If you want to leave a good impression on the residents of the country you are traveling to, one of the ways is to try the local drinks. We present to you a selection of the best alcoholic drinks from all around the world.
In Japan, this drink is called nihonshu and is actually a rice wine with the amount of alcohol which vary from 15 to 17%. From the seventh century, when it was firstly made in the royal palace in Kyoto, sake has spread as a favorite drink for all the Japanese islands. This clear alcohol is now produced in over 1,600 locations throughout Japan, and its taste varies from mild to fruity sweet. Sake is best served slightly chilled, although it is often poured heated.
It takes 119.5 seconds to poure a perfect mug of this unique beer. Pouring ritual is performed in two movements, and drink must be served at the ideal six degrees Celsius. Only then its best qualities are expressed – its caramel black texture with ruby-colored glow. The Guinness Brewery is located in Dublin and is one of the inevitable tourist attractions of the city.
Belgium produces more than 450 types of beer, and for each of them a special glass cup a is shaped. Specialties are austere dark beer, usually with a higher percentage of alcohol, which are for several centuries being producted by religious ascetics in their monasteries. The most famous such beer is Chimay, which is served in glass that looks like a grail, and is an excellent example of light wheat beer Hoegaarden, pale golden color with a mild taste of herbs, including the coriander.
Absinthe and Becherovka, The Czech Republic
Celebrated as a bohemian drink, Absinthe is usually drunk only with the addition of water. And in order to conceal the bitter taste of anise, it can be drunk with sugar too. Made from wormwood, fennel and anise, and because of its opium effect absinthe is also known as the ‘green fairy’ and inspiration for many artists, such as Van Gogh, Ernest Hemingway and Oscar Wilde. After being banned in many European countries, absinthe has become the trademark of Prague pubs, where its only competitor is beherovka, herbal liqueur with a secret recipe known only to two people in the world. It is a fierce refined drink made of aromatic herbs and spices, which ripens in oak barrels and it is ideal for digestion.
Wines from Burgundy have certain qualities that can be attributed to the rich soil of the region in eastern France. White Burgundy is in fact Chardonnay with the flavor of limestone on which it was raised, while the reds are mainly Pinot Noir varieties. But regardless of the variety of grape from which it is made, the wine must meet the highest standards in order to be marked as protected wine of controlled origin, or AOC (Appellation d’origine contrôlée). Vineyards in this region were originally owned by the church, and after the revolution, the were shared to people by Napoleon’s laws.

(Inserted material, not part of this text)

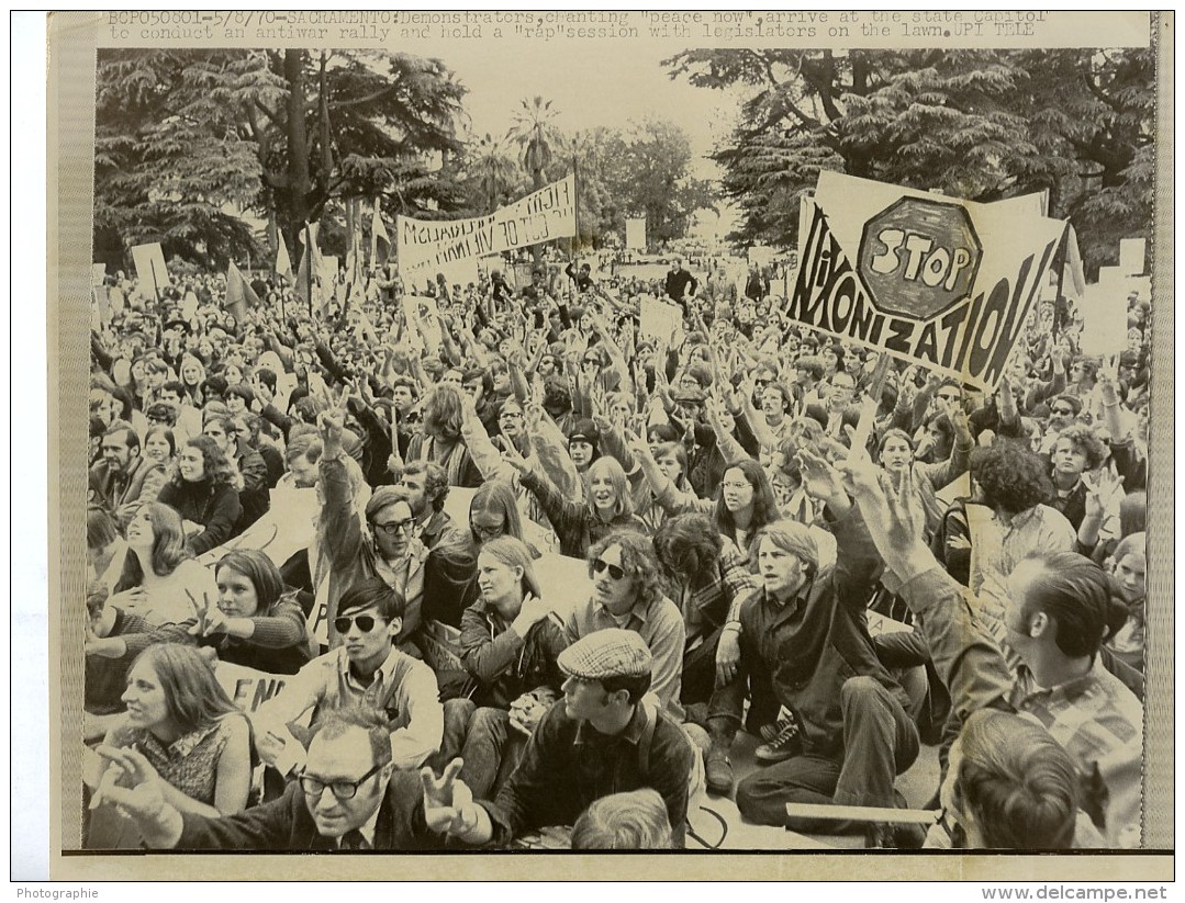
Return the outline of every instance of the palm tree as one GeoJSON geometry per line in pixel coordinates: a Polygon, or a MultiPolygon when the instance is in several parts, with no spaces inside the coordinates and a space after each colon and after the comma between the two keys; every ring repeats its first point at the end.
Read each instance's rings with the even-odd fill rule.
{"type": "Polygon", "coordinates": [[[473,174],[482,212],[492,213],[501,206],[506,191],[514,183],[514,161],[506,155],[505,140],[494,138],[486,133],[478,141],[473,174]]]}
{"type": "MultiPolygon", "coordinates": [[[[551,166],[553,150],[563,144],[564,138],[552,122],[558,111],[551,109],[551,101],[544,101],[538,95],[531,99],[524,97],[520,107],[506,137],[518,143],[519,163],[531,174],[538,191],[545,185],[543,170],[551,166]]],[[[536,264],[543,259],[539,245],[532,247],[531,253],[536,264]]]]}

This simple cocktail consists of vodka, lime and sugar. Firs, in a short glass, fresh lime must be mixed with two teaspoons of sugar, then should crushed ice be added and at the end quality vodka should be pour over. This drink is acctualy a version of the popular caipirinha, Brazil’s national drink, that instead of vodka, includes cachaça, the leading alcoholic beverage in Brazil that is produced out of fresh pressed sugar cane, unlike rum, which is made from sugar syrup or molasses.
George Dickel Tennessee Whisky, USA
Back in the 1870th, old George Dikel realized that the whiskey made in winter is milder and smoother, so he deccided to extend the cooling process. He also made a special mixture of ground corn, barley and rye as a base for his drink. Distilled twice and left in the burnt oak barrels for up to 12 years, great whisky is made with the percentage of alcohol which varies from 40 to 45%.

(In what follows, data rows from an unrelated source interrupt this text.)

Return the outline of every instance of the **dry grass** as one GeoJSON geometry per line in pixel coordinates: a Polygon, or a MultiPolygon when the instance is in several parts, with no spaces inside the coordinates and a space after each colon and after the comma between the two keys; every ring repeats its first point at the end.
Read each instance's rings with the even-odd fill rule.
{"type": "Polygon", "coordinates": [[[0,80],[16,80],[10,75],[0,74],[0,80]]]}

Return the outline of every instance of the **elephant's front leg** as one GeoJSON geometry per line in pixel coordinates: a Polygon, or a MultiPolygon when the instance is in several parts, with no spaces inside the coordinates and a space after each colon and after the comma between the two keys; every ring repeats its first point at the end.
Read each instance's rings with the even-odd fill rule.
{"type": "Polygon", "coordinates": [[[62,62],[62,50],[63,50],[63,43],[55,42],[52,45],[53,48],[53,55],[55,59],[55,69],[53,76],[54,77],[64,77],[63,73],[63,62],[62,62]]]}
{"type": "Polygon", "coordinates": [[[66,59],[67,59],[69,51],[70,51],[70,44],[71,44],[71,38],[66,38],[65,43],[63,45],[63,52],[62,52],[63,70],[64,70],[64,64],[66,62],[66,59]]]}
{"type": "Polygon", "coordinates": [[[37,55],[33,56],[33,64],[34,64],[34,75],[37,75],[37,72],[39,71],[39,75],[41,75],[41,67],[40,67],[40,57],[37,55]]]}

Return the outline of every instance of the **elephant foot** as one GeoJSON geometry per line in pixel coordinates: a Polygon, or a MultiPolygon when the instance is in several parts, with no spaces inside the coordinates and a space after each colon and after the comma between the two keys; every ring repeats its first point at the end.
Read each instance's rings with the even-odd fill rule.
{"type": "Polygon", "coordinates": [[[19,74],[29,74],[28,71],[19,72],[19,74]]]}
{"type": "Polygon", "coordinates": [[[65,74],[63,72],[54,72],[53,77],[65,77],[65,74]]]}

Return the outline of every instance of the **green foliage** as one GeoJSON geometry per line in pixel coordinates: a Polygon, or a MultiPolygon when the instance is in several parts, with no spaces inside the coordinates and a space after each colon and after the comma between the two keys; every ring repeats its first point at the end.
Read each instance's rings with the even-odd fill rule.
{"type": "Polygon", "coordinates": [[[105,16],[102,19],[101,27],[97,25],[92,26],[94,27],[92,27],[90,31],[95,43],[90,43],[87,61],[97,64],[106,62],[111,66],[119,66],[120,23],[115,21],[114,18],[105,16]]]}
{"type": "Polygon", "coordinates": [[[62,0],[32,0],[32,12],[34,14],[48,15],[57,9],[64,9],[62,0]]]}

This popular Mexican drink is made from blue agave hearts grown in the region Tequila. It is usually clear and transparent, but some varieties become colored during maturing in oak barrels. It is best served at room temperature and drunk slowly. In Mexico they say that only gringos perform a ritual with salt and lemon, but they know to put a piece of lemon into a glass of tequila.

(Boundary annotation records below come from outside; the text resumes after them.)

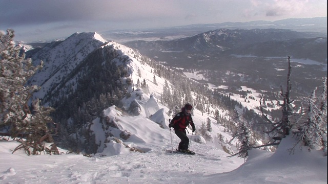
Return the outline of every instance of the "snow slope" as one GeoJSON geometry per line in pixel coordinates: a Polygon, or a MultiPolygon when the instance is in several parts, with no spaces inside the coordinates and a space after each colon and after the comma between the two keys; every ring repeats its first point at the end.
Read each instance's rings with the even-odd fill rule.
{"type": "MultiPolygon", "coordinates": [[[[147,111],[145,107],[150,111],[161,107],[155,100],[153,97],[146,98],[142,110],[147,111]]],[[[130,116],[115,106],[104,110],[103,116],[115,120],[130,136],[124,141],[105,137],[104,125],[95,120],[91,128],[97,139],[104,143],[101,152],[90,157],[65,154],[67,151],[63,149],[58,155],[27,156],[20,150],[12,154],[18,143],[2,139],[0,183],[326,183],[327,157],[321,151],[309,152],[298,146],[290,155],[286,150],[294,143],[292,137],[283,139],[274,153],[251,151],[244,163],[236,157],[228,157],[230,155],[222,149],[204,141],[191,142],[190,149],[196,155],[172,153],[165,150],[177,146],[177,136],[145,116],[130,116]]],[[[164,117],[155,113],[152,118],[159,121],[164,117]]],[[[195,122],[203,118],[200,113],[194,113],[194,117],[195,122]]],[[[117,131],[111,133],[115,135],[117,131]]],[[[190,138],[191,135],[189,134],[190,138]]],[[[193,135],[193,140],[197,138],[193,135]]]]}

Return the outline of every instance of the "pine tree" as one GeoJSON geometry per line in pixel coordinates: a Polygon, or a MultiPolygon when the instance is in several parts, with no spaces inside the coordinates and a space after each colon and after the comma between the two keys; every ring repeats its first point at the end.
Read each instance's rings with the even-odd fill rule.
{"type": "Polygon", "coordinates": [[[37,99],[31,113],[28,102],[39,87],[26,83],[41,68],[42,62],[35,67],[31,59],[26,59],[15,44],[14,36],[12,29],[8,29],[6,35],[0,33],[0,128],[14,139],[26,139],[14,152],[24,148],[27,153],[35,154],[45,149],[43,141],[46,137],[52,140],[47,123],[52,123],[49,114],[53,109],[39,106],[37,99]],[[29,147],[33,149],[32,152],[29,147]]]}
{"type": "Polygon", "coordinates": [[[210,119],[210,118],[208,117],[207,119],[206,119],[206,122],[207,122],[207,124],[206,125],[206,128],[207,129],[207,131],[209,132],[211,132],[212,126],[211,126],[211,120],[210,119]]]}

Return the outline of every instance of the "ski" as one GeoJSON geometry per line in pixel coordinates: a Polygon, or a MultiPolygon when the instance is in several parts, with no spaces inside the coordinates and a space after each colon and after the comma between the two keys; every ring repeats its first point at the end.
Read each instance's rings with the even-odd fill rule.
{"type": "Polygon", "coordinates": [[[190,154],[190,155],[194,155],[196,154],[193,151],[191,151],[190,153],[186,153],[182,151],[179,151],[178,149],[176,149],[175,150],[166,150],[166,152],[169,153],[181,153],[181,154],[190,154]]]}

As one of the countries that experienced vodka as their national drink, Poland produces dozens of different types of this type alcohol. Each, however, is made of starch and carefully filtered and refined. The result is a quality drink that usually doesn’t cause drowsiness. Mass production of vodka in Poland began in the 16th century and the 17th vodka was one of the leading export products. The most famous Polish vodka is žubrovka, which owes its intoxicating taste to the buffalo grass.